Jesus auf dem Fahrrad

18. November 2012 Keine Kommentare

Es ist wieder die Zeit kurz vor Advent, wenn all die neuen Comedy-DVDs erscheinen! Höchste Zeit also, dass ich hier einmal eine uralte Comedy-DVD bespreche: Richard Herrings „Christ on a Bike“ (2011).

Richard Herring geht also nun (also, äh, vor zwei Jahren, als das Programm herauskam) auch den Weg der religiösen Provokation und nimmt sich nach Adolf Hitler (in seinem Programm „Hitler Moustache“, 2010) nun Jesus Christus vor („Ich folge also gewissermaßen der Karriere von Papst Benedikt. Vielleicht geht ja das nächste Programm über Pädophilie“).

Das ist einerseits komisch, denn der Ansatz, naiv-kindliche Fragen zu stellen, funktioniert da ganz gut: Was zum Beispiel ist eigentlich aus dem Gold, dem Weihrauch und der Myrrhe geworden, die die heiligen drei Könige Jesus‘ Eltern mitgebracht hatten? Bei so vielen Reichtümern hätte Josef doch bestimmt eine ganze Weile nicht mehr arbeiten müssen. Wie oft muss man zur Kommunion gehen, bevor man einen ganzen Jesus gegessen hat? Wieso nimmt sich die Bibel so viel Zeit, die Genealogie über -zig Generationen hinweg vorstellig zu machen, die mit Joseph endet — wo doch Joseph gar nicht mit Jesus verwandt ist? Und wie lange war wohl Jesus‘ kleiner Christus — wenn Gott jedes Detail bedacht und alles selbst gemacht hat, muss er sich auch darüber Gedanken gemacht haben. Hat er ihm also ein paar Zentimeter extra geschenkt, oder hat er ihm lieber einen vollkommen glatten, geschlechtslosen Unterleib gegeben, wie ihn Plastikfiguren haben?

Eine ganze Weile ist das unterhaltsam. Dann aber schlich sich zumindest bei mir als nichtreligiösem Zuschauer, der selbst dem Atheismus ziemlich wurschtig gegenübersteht, eine gewisse Langeweile ein. Ganz schön totes Pferd, auf dem Herring da herumreitet, dachte ich — und habe bis jetzt nicht die zweite, die Bonus-DVD gesehen, die angeblich mindestens genauso gut ist wie der eigentliche Gig: da nämlich diskutiert Herring mit dem wütenden Mob vor dem Theater, der zwar die Show nicht gesehen hat, aber gerne über Blasphemie und Religionskritik reden möchte.
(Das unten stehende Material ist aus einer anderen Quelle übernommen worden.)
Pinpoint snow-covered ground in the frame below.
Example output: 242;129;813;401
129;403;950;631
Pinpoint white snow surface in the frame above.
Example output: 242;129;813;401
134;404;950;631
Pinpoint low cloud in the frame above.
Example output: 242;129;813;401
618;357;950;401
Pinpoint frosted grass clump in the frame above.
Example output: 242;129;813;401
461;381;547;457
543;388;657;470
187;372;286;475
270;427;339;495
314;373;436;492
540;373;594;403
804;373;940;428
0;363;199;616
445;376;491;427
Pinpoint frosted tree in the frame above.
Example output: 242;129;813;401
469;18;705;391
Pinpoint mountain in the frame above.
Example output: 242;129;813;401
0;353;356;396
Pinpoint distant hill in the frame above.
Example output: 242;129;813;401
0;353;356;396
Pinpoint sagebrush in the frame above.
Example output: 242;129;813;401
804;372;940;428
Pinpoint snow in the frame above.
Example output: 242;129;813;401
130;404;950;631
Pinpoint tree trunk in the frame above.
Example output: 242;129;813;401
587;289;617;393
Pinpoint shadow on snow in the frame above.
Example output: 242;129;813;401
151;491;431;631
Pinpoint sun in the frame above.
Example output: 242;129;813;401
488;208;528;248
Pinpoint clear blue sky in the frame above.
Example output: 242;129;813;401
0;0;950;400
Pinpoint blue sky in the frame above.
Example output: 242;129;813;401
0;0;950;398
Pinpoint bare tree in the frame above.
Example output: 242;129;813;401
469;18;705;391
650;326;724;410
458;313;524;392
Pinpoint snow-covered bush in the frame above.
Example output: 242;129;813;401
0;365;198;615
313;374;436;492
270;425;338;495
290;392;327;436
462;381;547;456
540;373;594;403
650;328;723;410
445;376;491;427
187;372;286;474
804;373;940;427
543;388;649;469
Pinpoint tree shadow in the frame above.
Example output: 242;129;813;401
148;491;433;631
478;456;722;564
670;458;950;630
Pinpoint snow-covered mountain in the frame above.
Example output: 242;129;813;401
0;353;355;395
Nun mögen solche Diskussionen in England eventuell anders verlaufen als hierzulande, aber so viel anders dann auch nicht, als dass ich mir nicht ziemlich gut vorstellen könnte, wie das ausgeht: wie das Hornberger Schießen nämlich. Nicht nur kenne ich solche fruchtlosen Diskussionen aus dem Titanic-Zusammenhang, auch Herrings langjähriger Bühnenkollege Stewart Lee hat sich mit seiner „Jerry Springer-Oper“ (2005) schon ähnliche Schwierigkeiten eingehandelt. Dort war es allerdings tatsächlich prekär, denn da haben christliche Fundamentalisten es geschafft, die Tournee der Oper zu verhindern, was für Lee existenzbedrohliche finanzielle Schwierigkeiten bedeutete.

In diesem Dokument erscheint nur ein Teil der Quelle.